Конечно, сказанное мной – крайность, и вряд ли все читатели согласятся с моим радикальным суждением насчёт того, что герои «Момемуров» – не портреты и даже не карикатуры, и, тем не менее, реальным провокативам моё предупреждение поможет с большей лёгкостью проглотить изображение, которое они готовы были счесть за свой портрет, а то и за оскорбительную карикатуру и подать на автора в суд за причинённый им моральный ущерб. Конечно, богемно-литературная среда, описанная М. Бергом (использованная им в качестве провокатива!), в любые времена, включая брежневские, – явление в меру монструозное, но сейчас меня интересует не эта особенность богемы (обычная тема для газетных сплетен и пересудов), а творческая свобода писателя, позволяющая ему делать то, что ему, писателю, хочется делать: например, воспринимать прообраз как провокатив и карикатуризировать его не по существенным, а по второстепенным, а то и отсутствующим чертам. Дело здесь, полагаю, не в карикатуре или гротеске, а в авторском демиургизме. Писатель вовсе не обязан говорить читателю правду, равно как и признаваться ему в том, что говорит неправду. Избегая контроля со стороны читателя-соглядатая, он пишет свой текст по произвольно сочиняемым и произвольно изменяемым правилам.
В комментариях я иногда прибегаю к нескольким сочинённым мною понятиям:
Кентавр — равное использование двух провокативов для одного книжного явления (героя и пр.).
Химера – то же самое, когда провокативов больше двух.
Вкрапление – кентавр с незначительным весом одного из провокативов.
Инкрустация (фейерверк) – то же самое, когда провокативов больше двух.

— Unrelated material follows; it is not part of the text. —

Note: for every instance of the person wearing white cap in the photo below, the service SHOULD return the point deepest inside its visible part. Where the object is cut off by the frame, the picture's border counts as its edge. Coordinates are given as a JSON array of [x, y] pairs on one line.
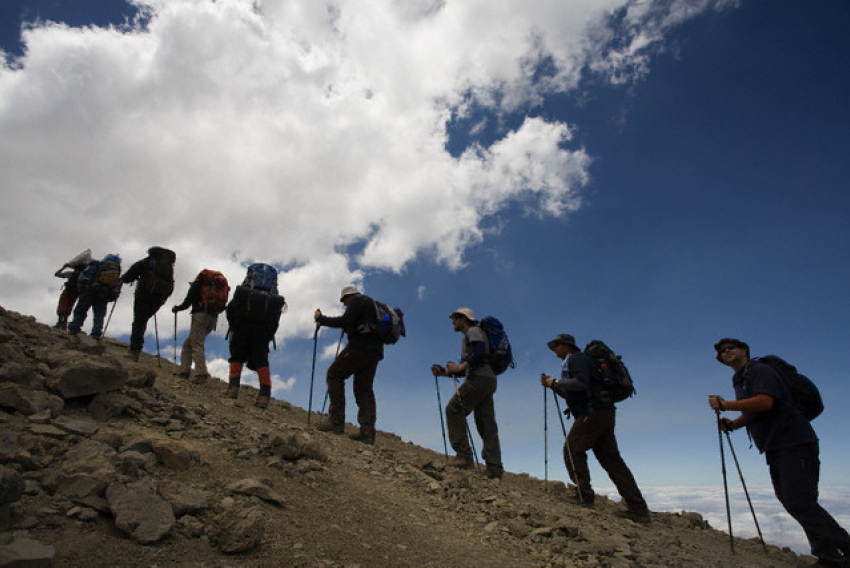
[[475, 395], [359, 358]]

Рокировка – подмена одного провокатива другим.
Борис Останин
Общие замечания и сокращения
Нижеследующий комментарий включает текстологический, исторический, литературоведческий комментарий и комментарий к именам и названиям. В основе текстологического комментария лежит сравнительный анализ текстов трех вариантов романа «Момемуры» — первой самиздатской редакции 1983-1984 гг, второй самиздатской редакции 1984 и редакции 1993-1994 гг. Так как эти редакции отличаются существенной правкой, менее объемной во второй самиздатской редакции и куда более значительной при подготовке автором публикации романа в «Вестнике новой литературы», мы не имели возможность отметить все исправления и изменения, в основном, фиксируя лишь ту правку, которая представляется характерной и соответствует определенной тенденции при создании новой версии романа. Еще более кратким оказался литературоведческий комментарий, который, по большей мере, свелся к выявлению тех возможных интерпретаций этого произведений, которые возникают сегодня, более чем 20 спустя его появления в самиздате. Исторический комментарий дополнил созданный ранее комментарий Б. Останина чуть в большей степени, нежели его же комментарий к именам и названиям.